Carillon Tower

Albany City Hall was completed in 1883, and it has been recognized as one of the most beautiful buildings in the country. The building was given a unique distinction with the installation of a carillon in its tower. The original idea was to commemorate the servicemen who served in the armed forces during World War I. A carillon is a series of  bells in a wide range of sizes, which are played by a carillonneur.  By manipulating a keyboard of wooden handles, the carillonneur selects which bells will be rung in what order.


Alfred E. Smith Building

When I was a young girl, my father took me to downtown Albany what seemed like every Saturday. I loved the opportunity to go to the observation deck of the Alfred E. Smith Building. (We’re talking before the Empire State Plaza and the Corning Tower). The feature I really appreciate is the engraving of the names of all 62 counties around the building’s facade. At 388 feet tall, and 34 stories, it is about one third the size of the Empire State Building, but hey, this is Albany. After his political career, Al Smith was president of the corporation that built the Empire State Building.

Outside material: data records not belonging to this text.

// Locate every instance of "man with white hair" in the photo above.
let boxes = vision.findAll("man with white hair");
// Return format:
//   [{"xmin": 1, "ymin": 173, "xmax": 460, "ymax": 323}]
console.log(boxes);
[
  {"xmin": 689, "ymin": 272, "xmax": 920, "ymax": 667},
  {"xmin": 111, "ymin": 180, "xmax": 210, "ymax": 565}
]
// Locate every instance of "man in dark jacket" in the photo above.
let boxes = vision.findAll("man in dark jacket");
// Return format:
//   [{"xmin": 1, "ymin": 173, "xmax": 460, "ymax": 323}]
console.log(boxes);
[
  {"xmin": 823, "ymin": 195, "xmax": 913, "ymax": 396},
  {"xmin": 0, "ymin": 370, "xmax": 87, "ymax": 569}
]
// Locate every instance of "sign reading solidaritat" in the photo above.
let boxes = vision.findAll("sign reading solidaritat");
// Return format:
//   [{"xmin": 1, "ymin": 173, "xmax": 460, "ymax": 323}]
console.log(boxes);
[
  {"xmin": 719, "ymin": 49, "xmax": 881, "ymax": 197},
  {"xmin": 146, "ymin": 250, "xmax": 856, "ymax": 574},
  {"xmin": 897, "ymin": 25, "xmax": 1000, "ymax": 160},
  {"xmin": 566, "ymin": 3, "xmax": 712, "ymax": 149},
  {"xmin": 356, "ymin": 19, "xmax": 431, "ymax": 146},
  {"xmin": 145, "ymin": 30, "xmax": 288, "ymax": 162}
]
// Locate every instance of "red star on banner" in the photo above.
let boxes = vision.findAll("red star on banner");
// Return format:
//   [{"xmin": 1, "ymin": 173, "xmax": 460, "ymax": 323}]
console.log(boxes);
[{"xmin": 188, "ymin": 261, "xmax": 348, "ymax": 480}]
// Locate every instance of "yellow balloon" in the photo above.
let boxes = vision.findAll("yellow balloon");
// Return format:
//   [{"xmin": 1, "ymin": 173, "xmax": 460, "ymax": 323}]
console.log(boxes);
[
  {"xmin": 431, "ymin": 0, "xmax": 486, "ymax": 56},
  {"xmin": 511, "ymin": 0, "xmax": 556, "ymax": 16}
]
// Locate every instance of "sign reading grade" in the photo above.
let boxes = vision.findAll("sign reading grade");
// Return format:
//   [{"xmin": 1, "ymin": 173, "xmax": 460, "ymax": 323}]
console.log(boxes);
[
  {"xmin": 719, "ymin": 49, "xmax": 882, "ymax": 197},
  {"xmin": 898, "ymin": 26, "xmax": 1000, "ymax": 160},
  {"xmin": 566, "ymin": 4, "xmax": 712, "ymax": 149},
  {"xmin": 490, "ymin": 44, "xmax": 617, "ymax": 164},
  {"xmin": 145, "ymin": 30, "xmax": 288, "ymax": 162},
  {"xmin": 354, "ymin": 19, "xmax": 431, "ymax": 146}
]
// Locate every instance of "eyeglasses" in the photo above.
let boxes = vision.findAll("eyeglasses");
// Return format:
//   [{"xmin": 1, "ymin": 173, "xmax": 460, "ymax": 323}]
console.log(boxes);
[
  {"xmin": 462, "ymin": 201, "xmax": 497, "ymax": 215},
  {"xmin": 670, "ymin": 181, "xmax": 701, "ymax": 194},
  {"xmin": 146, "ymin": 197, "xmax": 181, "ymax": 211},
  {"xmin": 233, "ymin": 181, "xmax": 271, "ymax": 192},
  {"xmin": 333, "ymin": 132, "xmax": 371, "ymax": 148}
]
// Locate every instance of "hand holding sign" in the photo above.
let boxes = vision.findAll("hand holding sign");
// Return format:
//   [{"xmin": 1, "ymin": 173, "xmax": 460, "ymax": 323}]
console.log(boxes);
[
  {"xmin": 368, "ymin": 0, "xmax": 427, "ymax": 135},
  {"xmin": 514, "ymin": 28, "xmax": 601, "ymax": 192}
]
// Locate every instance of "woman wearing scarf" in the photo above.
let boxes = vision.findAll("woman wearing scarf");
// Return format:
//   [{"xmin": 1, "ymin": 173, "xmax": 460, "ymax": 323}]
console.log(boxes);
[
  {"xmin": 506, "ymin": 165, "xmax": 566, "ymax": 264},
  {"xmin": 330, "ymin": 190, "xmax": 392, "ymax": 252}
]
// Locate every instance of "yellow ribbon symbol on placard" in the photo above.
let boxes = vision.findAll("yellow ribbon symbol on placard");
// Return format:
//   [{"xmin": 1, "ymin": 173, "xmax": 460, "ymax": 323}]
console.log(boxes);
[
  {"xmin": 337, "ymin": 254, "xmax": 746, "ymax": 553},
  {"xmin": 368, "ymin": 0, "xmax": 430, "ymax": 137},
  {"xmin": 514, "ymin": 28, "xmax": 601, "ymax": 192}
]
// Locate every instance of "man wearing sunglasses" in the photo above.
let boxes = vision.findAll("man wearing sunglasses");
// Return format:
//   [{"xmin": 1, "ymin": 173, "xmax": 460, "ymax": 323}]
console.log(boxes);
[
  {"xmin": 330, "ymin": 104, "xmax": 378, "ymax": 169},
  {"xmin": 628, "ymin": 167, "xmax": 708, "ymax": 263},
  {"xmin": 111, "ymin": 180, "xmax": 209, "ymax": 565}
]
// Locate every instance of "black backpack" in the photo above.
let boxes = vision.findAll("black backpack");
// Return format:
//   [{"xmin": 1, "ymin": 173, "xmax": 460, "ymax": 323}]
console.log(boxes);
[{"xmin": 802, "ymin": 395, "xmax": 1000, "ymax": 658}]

I recently visited Oakwood Cemetery in Troy, which is the final resting place for some well known individuals such as Russell Sage, Emma Willard, and “Uncle Sam”. For those who don’t know the story, Samuel Wilson was a meat packer from Troy who provided goods to the United States Army during the War of 1812. Everything he sent to the army, was stamped “U.S.”, which was turned into the nickname Uncle Sam. Of course, not everyone in the cemetery is famous, but some memorials are an impressive tribute to a loved one lost. This Celtic Cross is such a significant piece in memory of Cora Elizabeth Price, age 18. I tried to find some information about her, but I haven’t been able to discover any details. I want to know the history of the girl who is honored with this beautiful monument.